Did you know Daimler and Benz, whose names would combine to form one of the longest-standing car manufacturing partnerships in history, not only never met but were competitive rivals?
Along with countless more factoids like the above, the stuff 19th century transport scholar and author Lay doesn’t know about the history of steam, carriage or early petrol engine power isn’t worth knowing. This exhaustive account of the evolution of mass transport doesn’t leave anything out in between domesticated cattle and the first cars invented by the likes of Daimler and Benz in the late 1800s.
In talking about technological development, author Maxwell Gordon Lay details everything from the business climate to the political jostling that enabled some innovations and stifled others, the economies of scale that made methods profitable and even the personal rivalries between inventors.
All of which means he’s not just a historian and engineer, he identifies the social effects of transport development. When most humans walked everywhere, cities were limited to radii of about 3km – mass transit directly unshackled geographical growth.
He also weaves the story through milestones you probably know in passing – Watt’s steam engine (although plenty of others perfected it for mass use), the first time a self-propelled vehicle outclassed animal power in speed and cost, etc – and there’s plenty of fascinating trivia on the way.
The modern term ‘suspension’, for example, refers to the design element of suspending the cabin of a carriage on leather straps slung across the frame so the passengers didn’t feel the bumps over uneven cobbles.
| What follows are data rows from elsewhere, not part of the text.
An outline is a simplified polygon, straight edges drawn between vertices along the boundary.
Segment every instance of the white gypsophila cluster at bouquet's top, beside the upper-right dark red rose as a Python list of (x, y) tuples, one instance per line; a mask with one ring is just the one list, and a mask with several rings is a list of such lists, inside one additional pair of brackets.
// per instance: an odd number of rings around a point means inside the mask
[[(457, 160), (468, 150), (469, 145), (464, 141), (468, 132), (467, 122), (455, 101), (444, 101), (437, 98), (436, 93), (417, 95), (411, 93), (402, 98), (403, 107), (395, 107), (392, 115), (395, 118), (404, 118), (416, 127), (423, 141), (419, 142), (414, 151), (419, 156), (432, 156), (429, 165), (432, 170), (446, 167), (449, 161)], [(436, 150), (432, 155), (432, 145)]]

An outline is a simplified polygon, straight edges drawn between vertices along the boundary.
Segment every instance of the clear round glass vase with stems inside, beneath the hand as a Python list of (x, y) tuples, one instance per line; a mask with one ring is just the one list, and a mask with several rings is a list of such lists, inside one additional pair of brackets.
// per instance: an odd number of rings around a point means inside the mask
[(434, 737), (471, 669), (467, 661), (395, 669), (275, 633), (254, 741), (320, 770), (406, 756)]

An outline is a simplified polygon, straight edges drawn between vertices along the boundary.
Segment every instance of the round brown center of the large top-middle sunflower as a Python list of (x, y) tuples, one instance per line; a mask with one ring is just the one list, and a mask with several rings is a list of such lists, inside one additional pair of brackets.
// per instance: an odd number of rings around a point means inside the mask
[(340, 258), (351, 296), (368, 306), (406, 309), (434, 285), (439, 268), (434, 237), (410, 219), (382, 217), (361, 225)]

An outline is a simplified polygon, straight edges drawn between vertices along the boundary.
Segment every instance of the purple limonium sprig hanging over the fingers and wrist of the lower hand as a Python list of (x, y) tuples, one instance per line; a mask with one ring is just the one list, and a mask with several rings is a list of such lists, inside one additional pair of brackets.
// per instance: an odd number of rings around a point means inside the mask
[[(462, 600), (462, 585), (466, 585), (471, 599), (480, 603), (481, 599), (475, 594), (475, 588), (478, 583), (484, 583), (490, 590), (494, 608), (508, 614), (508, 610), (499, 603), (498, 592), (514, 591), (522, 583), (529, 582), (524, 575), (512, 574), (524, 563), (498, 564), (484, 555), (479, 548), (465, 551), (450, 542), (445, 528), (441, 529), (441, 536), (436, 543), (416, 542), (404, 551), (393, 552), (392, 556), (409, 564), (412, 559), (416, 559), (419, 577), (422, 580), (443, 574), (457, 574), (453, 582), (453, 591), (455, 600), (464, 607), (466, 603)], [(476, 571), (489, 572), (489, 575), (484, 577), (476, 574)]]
The gauge (width) of railway tracks evolved directly from the width of road needed for oxen to pull ploughs and for locomotives to turn safely at speed, not manure as the popular online urban legend would have us believe.
Most fascinating however is Lay’s case for the 19th century being the true age of disruption. In 1830 there were 30 horse drawn carriage services between Liverpool and Manchester. Two years later, after the advent of the steam locomotive, there was one.
It’s a stark reminder that even in our age of apps and smartphones, we’re still relying on century-old tools and designs with a few cosmetic changes – the only real mass transport development in the 20th century was the aeroplane.
The Harnessing of Power feels like it was Lay’s doctoral thesis, so the language and delivery can be a little bit dry, but it’s fascinating to know once you’ve digested it.